Chicago | Reuters –– Chicago Mercantile Exchange live cattle futures finished lower on Wednesday, after investors pocketed profits while waiting for market-ready, or cash, cattle to change hands possibly before Friday, traders said.
April closed 0.8 cent/lb. lower at 136.3 cents, and June ended 0.425 cent lower at 125.925 (all figures US$).
Cash bids in Texas and Nebraska held at $136/cwt against cattle priced at $140-$142, said feedlot sources. A week ago, cattle in the U.S. Plains sold at $133-$137.
Despite their poor margins, packers signaled their need for supplies by bidding for them earlier in the week than usual, said traders and analysts.
They said expectations for fewer cattle in the weeks ahead, and grocers stocking up on meat to feature for grilling after the Easter holiday, work in favour of cash prices.
The morning’s wholesale choice beef price jumped $1.14/cwt from Tuesday, to $219.29. Select cuts fell 88 cents, to $212.09, the U.S. Department of Agriculture said.
Wednesday’s average beef packer margin was a negative $57.10 per head, up from a negative $61.25 on Tuesday and down from a negative $24.35 last week, as calculated by HedgersEdge.com.
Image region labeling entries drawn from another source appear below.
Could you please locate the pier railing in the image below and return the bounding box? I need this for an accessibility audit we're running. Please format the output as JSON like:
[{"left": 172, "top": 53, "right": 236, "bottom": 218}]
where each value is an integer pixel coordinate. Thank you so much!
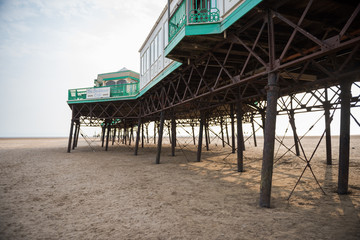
[{"left": 169, "top": 0, "right": 220, "bottom": 42}]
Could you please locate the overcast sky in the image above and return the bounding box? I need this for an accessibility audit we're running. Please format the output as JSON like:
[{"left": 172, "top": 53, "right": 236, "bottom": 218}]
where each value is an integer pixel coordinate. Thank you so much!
[
  {"left": 0, "top": 0, "right": 167, "bottom": 137},
  {"left": 0, "top": 0, "right": 360, "bottom": 137}
]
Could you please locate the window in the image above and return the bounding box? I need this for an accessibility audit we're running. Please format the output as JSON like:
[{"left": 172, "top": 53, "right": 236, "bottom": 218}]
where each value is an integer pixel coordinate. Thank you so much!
[
  {"left": 150, "top": 41, "right": 155, "bottom": 65},
  {"left": 146, "top": 48, "right": 150, "bottom": 70}
]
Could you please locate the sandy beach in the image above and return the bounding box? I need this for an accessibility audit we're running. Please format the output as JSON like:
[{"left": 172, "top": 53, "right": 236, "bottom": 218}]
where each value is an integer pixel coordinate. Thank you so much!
[{"left": 0, "top": 136, "right": 360, "bottom": 239}]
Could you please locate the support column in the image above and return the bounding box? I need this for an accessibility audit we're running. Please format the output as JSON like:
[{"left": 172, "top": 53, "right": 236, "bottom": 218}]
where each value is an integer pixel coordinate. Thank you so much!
[
  {"left": 105, "top": 121, "right": 111, "bottom": 151},
  {"left": 156, "top": 111, "right": 165, "bottom": 164},
  {"left": 251, "top": 115, "right": 257, "bottom": 147},
  {"left": 134, "top": 118, "right": 141, "bottom": 156},
  {"left": 191, "top": 124, "right": 196, "bottom": 145},
  {"left": 154, "top": 121, "right": 157, "bottom": 144},
  {"left": 129, "top": 124, "right": 134, "bottom": 146},
  {"left": 112, "top": 128, "right": 116, "bottom": 145},
  {"left": 338, "top": 81, "right": 351, "bottom": 194},
  {"left": 220, "top": 116, "right": 225, "bottom": 147},
  {"left": 289, "top": 109, "right": 300, "bottom": 156},
  {"left": 75, "top": 121, "right": 80, "bottom": 147},
  {"left": 230, "top": 104, "right": 235, "bottom": 153},
  {"left": 72, "top": 121, "right": 80, "bottom": 150},
  {"left": 236, "top": 101, "right": 244, "bottom": 172},
  {"left": 259, "top": 109, "right": 266, "bottom": 138},
  {"left": 171, "top": 114, "right": 176, "bottom": 156},
  {"left": 141, "top": 123, "right": 145, "bottom": 148},
  {"left": 68, "top": 119, "right": 75, "bottom": 153},
  {"left": 225, "top": 118, "right": 230, "bottom": 144},
  {"left": 260, "top": 72, "right": 279, "bottom": 207},
  {"left": 124, "top": 120, "right": 128, "bottom": 145},
  {"left": 101, "top": 124, "right": 106, "bottom": 147},
  {"left": 196, "top": 114, "right": 205, "bottom": 162},
  {"left": 324, "top": 88, "right": 332, "bottom": 165},
  {"left": 204, "top": 118, "right": 209, "bottom": 151}
]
Higher cash feeder cattle prices propped up CME’s March feeder cattle contract. Modest live cattle futures weighed on remaining feeder cattle trading months.
March closed up 0.25 cent/lb. to 158.3 cents, April ended down 0.125 cent to 157.825 cents and May finished down 0.15 cent to 156.475.
Mostly weak hog futures close
The morning’s cash price plunge weakened most lean hog contracts, with losses limited by higher wholesale pork values, trader said.
April closed 0.35 cent/lb. lower at 70.05 cents, May ended up 0.05 cent to 76.9 cents and June finished down 0.15 cent to 80.7.
Wednesday morning’s average cash hog price in Iowa/Minnesota had fallen $2.01/cwt from Tuesday in light volume to $64.32, the USDA said.
The morning wholesale pork price on Wednesday climbed $1.13/cwt from Tuesday to $75.95, based on government.
Grocers are purchasing product for immediate needs while gauging how much of it sells during Lent, the Catholic season of penance and prayer before Easter, a trader said.
During Lent, which this year runs Feb. 10 to March 24, many practicing Catholics fast on certain days and abstain from meats other than fish on Fridays.
Domenic Varricchio, a broker with Schwieterman Inc., said packers are not pressured to actively compete for hogs while trying to clear huge amounts of pork from storage.
— Theopolis Waters reports on livestock markets for Reuters from Chicago.